Artist at Work: Fashion and Impressionism
Saturday, December 7, 2019, from 1 pm - 3 pm
Museum Lecture Hall
Free | No ticket required
Modern life, fashion, and art intersected in the works of the French Impressionists, rendering a new and influential Parisian aesthetic. Join costume historian Maxwell Barr and discover how corsets, bustles, bonnets and more shaped 19th-century silhouettes, attitudes, and tastes as he outfits a live model in a series of period costumes from day dress to ball gown, including a remarkable recreation of the dress featured in Édouard Manet’s painting Jeanne (Spring) from the Getty collection. Complements the exhibition Manet and Modern Beauty. This is a free, drop-in program.
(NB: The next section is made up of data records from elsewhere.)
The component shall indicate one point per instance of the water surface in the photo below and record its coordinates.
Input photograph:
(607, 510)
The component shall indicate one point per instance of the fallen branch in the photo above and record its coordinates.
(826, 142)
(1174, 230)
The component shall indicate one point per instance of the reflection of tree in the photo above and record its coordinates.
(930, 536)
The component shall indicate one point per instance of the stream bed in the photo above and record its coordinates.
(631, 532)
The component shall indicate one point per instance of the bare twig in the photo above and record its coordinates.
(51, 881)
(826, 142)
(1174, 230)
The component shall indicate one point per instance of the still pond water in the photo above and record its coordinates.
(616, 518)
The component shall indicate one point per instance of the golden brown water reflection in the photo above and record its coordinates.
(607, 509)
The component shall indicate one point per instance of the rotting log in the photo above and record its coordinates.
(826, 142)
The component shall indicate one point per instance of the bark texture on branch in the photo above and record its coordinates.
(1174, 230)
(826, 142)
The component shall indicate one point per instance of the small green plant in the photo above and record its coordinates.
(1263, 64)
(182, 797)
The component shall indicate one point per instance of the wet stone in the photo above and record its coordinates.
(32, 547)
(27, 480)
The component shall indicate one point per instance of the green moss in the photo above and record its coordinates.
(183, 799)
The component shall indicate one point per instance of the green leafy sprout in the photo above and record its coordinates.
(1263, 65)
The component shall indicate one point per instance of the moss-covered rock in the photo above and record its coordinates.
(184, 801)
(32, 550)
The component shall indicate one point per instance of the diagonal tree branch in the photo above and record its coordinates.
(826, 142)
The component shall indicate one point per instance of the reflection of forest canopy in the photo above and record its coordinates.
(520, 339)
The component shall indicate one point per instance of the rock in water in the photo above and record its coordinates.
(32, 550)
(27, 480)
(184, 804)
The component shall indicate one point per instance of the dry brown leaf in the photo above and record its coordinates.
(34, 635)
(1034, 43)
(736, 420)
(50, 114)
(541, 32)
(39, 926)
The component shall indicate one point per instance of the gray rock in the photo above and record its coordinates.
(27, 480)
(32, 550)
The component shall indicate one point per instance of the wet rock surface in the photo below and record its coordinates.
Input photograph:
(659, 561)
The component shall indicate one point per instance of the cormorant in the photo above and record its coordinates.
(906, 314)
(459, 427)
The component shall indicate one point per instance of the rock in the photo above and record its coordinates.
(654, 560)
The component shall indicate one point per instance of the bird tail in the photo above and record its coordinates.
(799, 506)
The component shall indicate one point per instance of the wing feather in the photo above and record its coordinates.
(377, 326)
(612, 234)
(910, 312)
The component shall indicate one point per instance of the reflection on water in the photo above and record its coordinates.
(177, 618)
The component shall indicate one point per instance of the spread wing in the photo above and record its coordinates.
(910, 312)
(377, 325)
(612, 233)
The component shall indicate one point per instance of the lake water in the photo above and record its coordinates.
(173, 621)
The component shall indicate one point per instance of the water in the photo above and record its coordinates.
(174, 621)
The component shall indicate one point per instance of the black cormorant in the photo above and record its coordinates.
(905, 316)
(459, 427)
Maxwell Barr was trained in couture in Sydney, Australia, incorporating a background of lithography and graphic design into the field of fashion. Blending his couture knowledge with costume construction, Maxwell worked 36 years for the film and television industry. His first position was as a pattern maker with French couturier Jean Louis, known for his iconic work in the films Gilda with Rita Hayworth and Picnic with Kim Novak. Later, Barr served as director of the Costume Shop at the UCLA School of Theater, Film and Television.
Barr's specialty is the history and recreation of fashion from the 17th–19th centuries. On a grant from UCLA, he furthered this research at museums throughout London and Paris, and then embarked on studies in historical and contemporary embroidery methodology at the Royal School of Needlework at Hampton Court Palace, London.
Barr has taught costume history and construction at the Fashion Institute of Design and Merchandising, Woodbury University, and Los Angeles City College. He is now celebrating his 50th year in fashion—and still learning!